Readers of this blog know that while I am not from St. Louis, St. Louis and Missouri play an important part in my life. So I am a little surprised and perhaps shocked by the activities in Ferguson over the past week.
But, to some extent, I am not surprised by the responses by both parties and their representatives. And why should I be surprised? After all, the actions of the police and the protestors are what we have come to expect in incidents and actions such as this.
Let’s face it, we have created the environment and culture in which we live today. We live in a culture of fear; we do not trust anyone who is not like us in any way. We see those who are in someway different from us as a threat to our way of life.
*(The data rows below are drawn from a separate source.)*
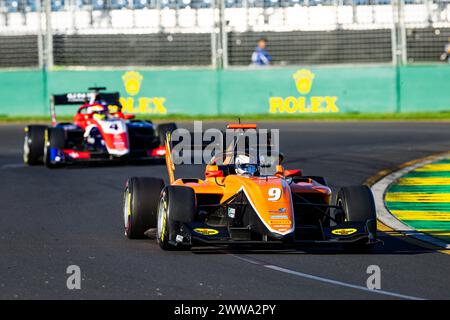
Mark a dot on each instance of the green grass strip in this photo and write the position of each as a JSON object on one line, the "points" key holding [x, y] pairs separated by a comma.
{"points": [[416, 116]]}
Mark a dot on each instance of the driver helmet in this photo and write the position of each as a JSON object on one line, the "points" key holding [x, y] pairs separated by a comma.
{"points": [[98, 112], [244, 167]]}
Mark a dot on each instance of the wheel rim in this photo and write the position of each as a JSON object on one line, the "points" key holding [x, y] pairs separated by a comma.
{"points": [[162, 216], [127, 210]]}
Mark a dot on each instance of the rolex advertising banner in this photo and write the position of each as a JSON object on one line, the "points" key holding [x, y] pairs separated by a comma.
{"points": [[272, 91]]}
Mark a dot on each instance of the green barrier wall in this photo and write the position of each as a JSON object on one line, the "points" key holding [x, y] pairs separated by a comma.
{"points": [[368, 89]]}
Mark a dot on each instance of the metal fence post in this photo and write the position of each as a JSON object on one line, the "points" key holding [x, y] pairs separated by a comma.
{"points": [[214, 36], [223, 35], [40, 43], [399, 55]]}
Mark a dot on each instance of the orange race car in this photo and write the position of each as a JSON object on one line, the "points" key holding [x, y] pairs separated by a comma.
{"points": [[238, 203]]}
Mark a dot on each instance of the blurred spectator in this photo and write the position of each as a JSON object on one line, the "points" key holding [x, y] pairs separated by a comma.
{"points": [[446, 54], [260, 56]]}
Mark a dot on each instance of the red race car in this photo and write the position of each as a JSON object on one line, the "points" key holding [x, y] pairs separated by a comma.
{"points": [[99, 131]]}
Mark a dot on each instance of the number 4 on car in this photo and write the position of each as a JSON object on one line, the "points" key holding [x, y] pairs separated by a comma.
{"points": [[238, 203]]}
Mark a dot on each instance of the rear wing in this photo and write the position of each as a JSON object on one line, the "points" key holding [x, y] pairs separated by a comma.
{"points": [[79, 98]]}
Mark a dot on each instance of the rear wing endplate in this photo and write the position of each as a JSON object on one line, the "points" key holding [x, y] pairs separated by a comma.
{"points": [[78, 98]]}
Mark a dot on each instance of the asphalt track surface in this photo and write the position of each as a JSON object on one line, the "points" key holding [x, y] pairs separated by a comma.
{"points": [[50, 219]]}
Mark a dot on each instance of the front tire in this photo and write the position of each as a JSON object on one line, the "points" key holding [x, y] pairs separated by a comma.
{"points": [[165, 128], [33, 148], [55, 139], [140, 207], [176, 206], [358, 205]]}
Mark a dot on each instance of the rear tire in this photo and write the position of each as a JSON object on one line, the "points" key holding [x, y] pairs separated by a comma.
{"points": [[141, 198], [55, 138], [176, 205], [165, 128], [33, 148], [358, 205]]}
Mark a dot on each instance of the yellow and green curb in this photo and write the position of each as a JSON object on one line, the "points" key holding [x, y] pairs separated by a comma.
{"points": [[421, 198], [413, 201]]}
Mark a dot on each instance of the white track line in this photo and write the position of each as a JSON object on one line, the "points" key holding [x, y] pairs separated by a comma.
{"points": [[325, 280], [386, 217]]}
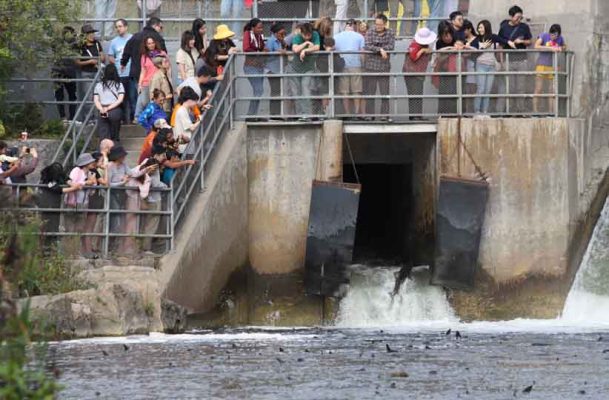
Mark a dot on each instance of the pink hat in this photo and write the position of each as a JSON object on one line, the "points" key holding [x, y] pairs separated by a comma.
{"points": [[425, 36]]}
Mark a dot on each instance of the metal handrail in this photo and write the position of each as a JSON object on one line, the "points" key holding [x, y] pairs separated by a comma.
{"points": [[71, 132], [106, 212], [222, 116]]}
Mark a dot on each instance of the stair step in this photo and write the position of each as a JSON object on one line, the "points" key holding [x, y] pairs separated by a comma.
{"points": [[130, 131], [132, 143]]}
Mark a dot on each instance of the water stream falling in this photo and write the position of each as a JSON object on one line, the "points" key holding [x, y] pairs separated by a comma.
{"points": [[369, 302], [588, 300]]}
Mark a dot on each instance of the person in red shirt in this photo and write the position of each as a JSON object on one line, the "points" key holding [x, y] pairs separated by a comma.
{"points": [[416, 61], [146, 151], [253, 42]]}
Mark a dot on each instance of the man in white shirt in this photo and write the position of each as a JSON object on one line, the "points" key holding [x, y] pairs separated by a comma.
{"points": [[350, 40], [117, 46]]}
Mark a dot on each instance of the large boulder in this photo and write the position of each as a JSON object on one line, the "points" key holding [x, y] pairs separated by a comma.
{"points": [[124, 300]]}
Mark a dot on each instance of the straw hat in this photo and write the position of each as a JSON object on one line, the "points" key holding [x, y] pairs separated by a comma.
{"points": [[84, 159], [117, 152], [425, 36], [222, 32]]}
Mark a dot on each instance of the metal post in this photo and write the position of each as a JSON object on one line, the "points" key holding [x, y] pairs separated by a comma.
{"points": [[169, 220], [281, 91], [507, 82], [331, 84], [459, 83], [144, 11], [556, 87], [107, 223]]}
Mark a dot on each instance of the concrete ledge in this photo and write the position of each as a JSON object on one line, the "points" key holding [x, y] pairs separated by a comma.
{"points": [[374, 129], [212, 241]]}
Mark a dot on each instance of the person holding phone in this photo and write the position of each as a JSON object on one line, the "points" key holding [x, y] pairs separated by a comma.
{"points": [[516, 31], [108, 97]]}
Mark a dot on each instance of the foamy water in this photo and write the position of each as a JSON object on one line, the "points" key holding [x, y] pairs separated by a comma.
{"points": [[369, 301], [588, 301]]}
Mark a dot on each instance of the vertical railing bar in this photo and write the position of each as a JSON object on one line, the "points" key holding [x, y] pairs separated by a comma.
{"points": [[459, 83], [507, 82], [556, 87], [106, 251], [331, 84]]}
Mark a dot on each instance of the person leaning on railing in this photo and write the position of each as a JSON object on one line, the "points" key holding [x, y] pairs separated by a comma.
{"points": [[149, 50], [199, 30], [515, 30], [161, 81], [304, 43], [131, 52], [78, 222], [276, 44], [92, 57], [549, 42], [253, 42], [184, 126], [446, 61], [417, 61], [152, 201], [186, 57], [379, 41], [351, 85], [56, 183], [65, 68], [108, 96], [153, 111]]}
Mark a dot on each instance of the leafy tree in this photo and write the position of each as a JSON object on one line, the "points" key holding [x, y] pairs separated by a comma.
{"points": [[29, 30]]}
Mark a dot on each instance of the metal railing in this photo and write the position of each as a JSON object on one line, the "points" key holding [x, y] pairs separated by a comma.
{"points": [[178, 15], [80, 129], [446, 86], [231, 94], [109, 224]]}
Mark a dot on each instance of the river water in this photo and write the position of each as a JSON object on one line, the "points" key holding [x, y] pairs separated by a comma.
{"points": [[381, 347]]}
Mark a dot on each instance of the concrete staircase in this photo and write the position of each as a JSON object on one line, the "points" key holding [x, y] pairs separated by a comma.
{"points": [[132, 138]]}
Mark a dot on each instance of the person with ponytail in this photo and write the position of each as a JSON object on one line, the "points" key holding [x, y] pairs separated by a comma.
{"points": [[199, 30], [108, 97], [187, 56], [253, 42]]}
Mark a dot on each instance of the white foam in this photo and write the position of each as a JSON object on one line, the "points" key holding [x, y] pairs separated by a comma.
{"points": [[588, 300], [369, 303]]}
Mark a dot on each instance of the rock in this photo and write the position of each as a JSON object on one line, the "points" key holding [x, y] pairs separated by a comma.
{"points": [[125, 300], [173, 317]]}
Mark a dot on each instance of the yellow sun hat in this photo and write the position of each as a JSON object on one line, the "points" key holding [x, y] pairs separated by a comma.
{"points": [[222, 32]]}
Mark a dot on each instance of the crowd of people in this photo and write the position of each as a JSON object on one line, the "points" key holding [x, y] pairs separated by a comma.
{"points": [[136, 86]]}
We have become greedy because we see anyone coming close to us as a threat to our stuff and we are not quite prepare to share.
Our politicians feed on this fear. They paint a picture so frightening that we cannot do anything but live in fear. And the answer that most politicians offer, that we will combat this fear with force and strength, only makes the level of fear higher.
We live in a culture of violence. While we would hope for non-violent responses, we find that violence is often the first and immediate response and not by one side of the argument but by both sides. And the combination of fear and violence is a very bad mixture.
We live in a culture of guns. Not withstanding the 2nd amendment, we have created a culture were guns are the answer (which was never, I believe, the intention behind that amendment). We have allowed guns to dominate our lives. Our fear of what might happen, our fear that they only way that we counter the unknown is with massive power on our part has lead to many police departments becoming mini-armies, supplied by the Department of Homeland Security and the Defense Department.
We have allowed, through our silence, our acquiescence, and our apathy this world of fear and violence to encapsulate and consume us. And perhaps it is too late.
The only voices speaking right now are angry. I am not saying that they should not be angry but I sometimes think that words spoken I anger carry a different message from those spoken softly.
There are reasons to be angry; all one has to do is look at the world around us and know that there is a great deal of anger in this world. It comes from a world that lives in fear and depends on violence to solve its problems.
We need to stop and take a step back so that we can see what we are faced with. We need to listen carefully to the words being spoken and make sure that they are words of peace and solution rather than words of hatred and anger and discord.
We need to look at what is going on in our communities, both at home and abroad. How much better would the world be if the monies that are spent on armaments were spent on taking care of people? How much better would the world be if monies spent on death and destruction were spent of life and construction?
There will always be evil in this world but it cannot be left to infest the world. We, the people, must begin by saying that things must change. Monies spent on war must be spent on peace and those who promote hatred (in all forms) and such that we must have more power than any one else must not only be told they are wrong but shown that they are wrong.
Then we won’t be surprised when the world becomes a better place.